Mantan Pejabat Pembuat Komitmen (PPK) TNI AU Marsma Fachri Adami menyebut helikopter angkut AW-101 yang tersandung kasus korupsi itu digaris polisi oleh orang tak dikenal. Hal itu menjadi kendala dalam pemeliharaan kendaraan militer tersebut.
Hal itu disampaikan Fachri Adami sebagai saksi dalam persidangan kasus korupsi AW-101 dengan agenda mendengarkan keterangan saksi. Dia menyebut garis polisi itu terpasang usai Eks Panglima TNI Gatot Nurmantyo menyatakan pengadaan tersebut bermasalah.
"Saudara Gatot Nurmantyo itu dengan timnya itu menyatakan ini (pengadaan) bermasalah. Dan helikopter itu di-police line, dan tidak ada seorang pun yang mengaku siapa yang mem-police line," kata Fachri Adami di dalam persidangan di PN Tipikor Jakarta, Senin (7/11/2022).
SCROLL TO CONTINUE WITH CONTENT
Dia menyebut Helikopter AW-101 sejatinya tiba di Tanah Air pada 29 Januari 2017. Namun, saat itu helikopter itu belum dilakukan serah terima kepada pihak TNI AU.
"29 Januari helikopter datang. Belum (diserahterimakan ke pihak TNI AU), karena kontrak belum selesai," ujarnya.
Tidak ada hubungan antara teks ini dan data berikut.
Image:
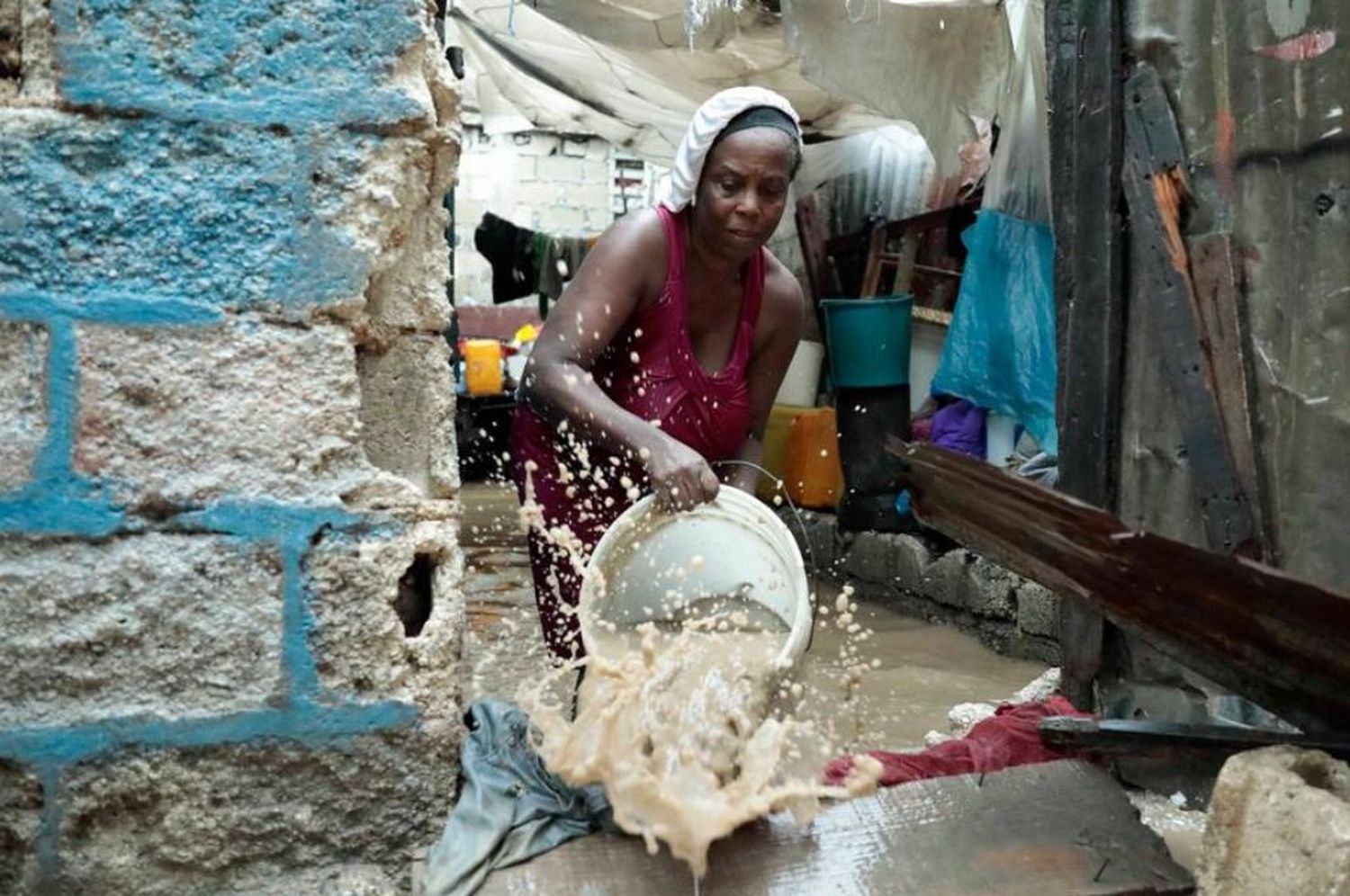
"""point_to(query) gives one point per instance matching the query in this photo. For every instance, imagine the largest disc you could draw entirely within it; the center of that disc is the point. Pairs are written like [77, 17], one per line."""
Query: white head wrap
[715, 115]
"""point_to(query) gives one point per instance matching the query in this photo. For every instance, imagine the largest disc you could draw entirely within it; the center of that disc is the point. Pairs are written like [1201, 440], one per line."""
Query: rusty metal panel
[1260, 89]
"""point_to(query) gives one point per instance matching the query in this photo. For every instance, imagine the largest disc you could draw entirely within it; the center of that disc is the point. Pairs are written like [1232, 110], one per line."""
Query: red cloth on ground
[1009, 739]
Fachri mengungkap, akibat dipasangi garis polisi itu, heli AW-101 berpotensi mengalami kerusakan lantaran tidak dilakukan pemeliharaan.
"Sehingga helikopter itu tidak bisa dilakukan pemeliharaan. Helikopter ini kan berbeda dengan pemilik mobil atau motor. Semakin tidak dipelihara, timbul kerusakan lain," ucap dia.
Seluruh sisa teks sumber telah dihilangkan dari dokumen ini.